Build Real‑Time Analytics with StarRocks: Quickstart Tutorial and Sample Queries
This guide introduces StarRocks, a high‑performance MPP database, explains its architecture and typical use cases, walks through a Docker‑based quickstart, shows how to create databases and tables, load NYC crash and weather datasets via Stream Load, and demonstrates analytical SQL queries that reveal traffic‑accident patterns under different weather conditions.
What Is StarRocks?
StarRocks is a next‑generation, ultra‑fast, full‑scenario MPP (Massively Parallel Processing) database designed to simplify and accelerate data analysis without complex preprocessing. It features a fully vectorized engine, a cost‑based optimizer (CBO), real‑time analytics support, modern materialized views, and compatibility with the MySQL protocol and standard SQL.
Typical Scenarios
OLAP multidimensional analysis (user behavior, profiling, high‑dimensional metrics, self‑service reporting, etc.)

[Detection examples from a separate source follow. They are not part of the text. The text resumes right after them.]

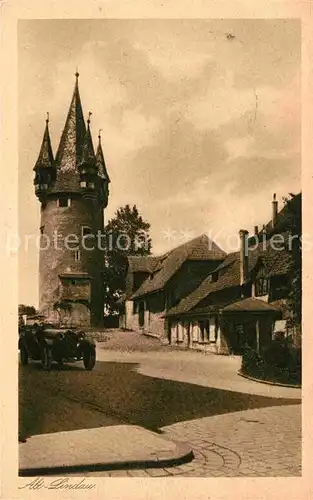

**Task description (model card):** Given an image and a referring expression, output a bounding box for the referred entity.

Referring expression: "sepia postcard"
[0,0,313,499]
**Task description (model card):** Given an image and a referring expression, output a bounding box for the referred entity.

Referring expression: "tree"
[104,205,151,313]
[284,193,302,327]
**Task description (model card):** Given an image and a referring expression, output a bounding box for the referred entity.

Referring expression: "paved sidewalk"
[75,405,301,477]
[19,425,193,476]
[97,342,301,404]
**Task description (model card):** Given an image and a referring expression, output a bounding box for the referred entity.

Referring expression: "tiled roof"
[223,297,278,313]
[256,193,301,235]
[132,235,226,298]
[80,120,96,165]
[96,135,111,182]
[167,233,290,316]
[34,120,54,170]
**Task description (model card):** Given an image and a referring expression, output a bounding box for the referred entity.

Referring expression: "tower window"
[82,226,92,236]
[57,196,71,208]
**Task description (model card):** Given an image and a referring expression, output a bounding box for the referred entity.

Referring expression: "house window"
[82,226,92,236]
[255,278,268,297]
[177,323,184,342]
[57,196,71,208]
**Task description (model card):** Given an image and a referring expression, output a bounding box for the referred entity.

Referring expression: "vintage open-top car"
[18,324,96,370]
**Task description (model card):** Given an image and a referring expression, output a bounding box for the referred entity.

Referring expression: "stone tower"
[34,73,110,326]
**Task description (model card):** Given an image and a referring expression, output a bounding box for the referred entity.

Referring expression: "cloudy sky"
[19,20,300,305]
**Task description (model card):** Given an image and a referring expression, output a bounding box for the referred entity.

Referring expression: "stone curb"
[19,442,194,477]
[237,370,301,389]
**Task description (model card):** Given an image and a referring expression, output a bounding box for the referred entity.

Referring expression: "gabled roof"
[34,119,54,170]
[223,297,279,313]
[56,73,86,172]
[167,252,240,316]
[96,134,111,182]
[132,234,226,298]
[259,193,302,236]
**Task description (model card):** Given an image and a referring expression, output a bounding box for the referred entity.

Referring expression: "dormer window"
[57,196,71,208]
[212,272,218,283]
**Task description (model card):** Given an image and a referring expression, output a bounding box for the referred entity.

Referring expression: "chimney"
[239,229,249,285]
[272,193,278,227]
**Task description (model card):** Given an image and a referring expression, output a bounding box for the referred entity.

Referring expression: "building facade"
[34,73,110,326]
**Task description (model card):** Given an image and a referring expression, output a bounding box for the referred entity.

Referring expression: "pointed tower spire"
[34,113,54,170]
[80,111,96,166]
[96,129,111,183]
[56,70,86,172]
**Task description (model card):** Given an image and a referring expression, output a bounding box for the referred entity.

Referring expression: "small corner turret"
[96,129,111,208]
[34,113,56,201]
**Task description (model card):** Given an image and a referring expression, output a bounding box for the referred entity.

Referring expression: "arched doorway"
[138,302,145,328]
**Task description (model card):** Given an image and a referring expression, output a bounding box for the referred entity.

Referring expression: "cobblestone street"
[21,331,301,477]
[80,405,301,477]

Real‑time data warehousing (e‑commerce flash sales, logistics tracking, financial performance, live streaming quality, ad‑placement analysis, operational dashboards, APM)
High‑concurrency queries (advertiser reporting, retail channel analysis, SaaS user analytics, multi‑page dashboards)

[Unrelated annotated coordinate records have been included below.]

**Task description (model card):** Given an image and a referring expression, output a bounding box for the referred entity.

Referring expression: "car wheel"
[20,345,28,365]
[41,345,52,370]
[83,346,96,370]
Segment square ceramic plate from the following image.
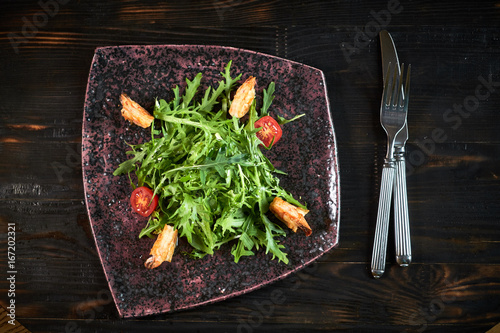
[82,45,340,317]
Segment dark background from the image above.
[0,0,500,332]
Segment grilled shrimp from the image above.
[229,76,256,118]
[120,94,154,128]
[144,224,177,269]
[269,197,312,236]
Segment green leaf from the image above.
[260,82,274,117]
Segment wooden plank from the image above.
[0,306,30,333]
[2,263,500,331]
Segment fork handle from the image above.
[371,159,396,279]
[394,152,411,266]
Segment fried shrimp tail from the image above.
[144,224,177,269]
[120,94,154,128]
[269,197,312,236]
[229,76,256,118]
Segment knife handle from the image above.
[394,152,411,266]
[371,159,396,279]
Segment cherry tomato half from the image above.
[130,186,158,217]
[255,116,282,148]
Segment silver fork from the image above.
[371,64,411,278]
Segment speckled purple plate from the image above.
[82,45,340,317]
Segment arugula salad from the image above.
[114,62,311,268]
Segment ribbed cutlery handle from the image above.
[371,160,395,278]
[394,153,411,266]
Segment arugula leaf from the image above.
[260,82,274,117]
[114,61,304,263]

Unified analysis across data lake and warehouse using external catalogs
Architecture Overview
The system consists of two component types: Frontend (FE) nodes and Backend nodes, which can be either BE (local storage) or CN (compute‑only, using object storage or HDFS). StarRocks runs without external dependencies, supports horizontal scaling, and provides metadata replication for high availability.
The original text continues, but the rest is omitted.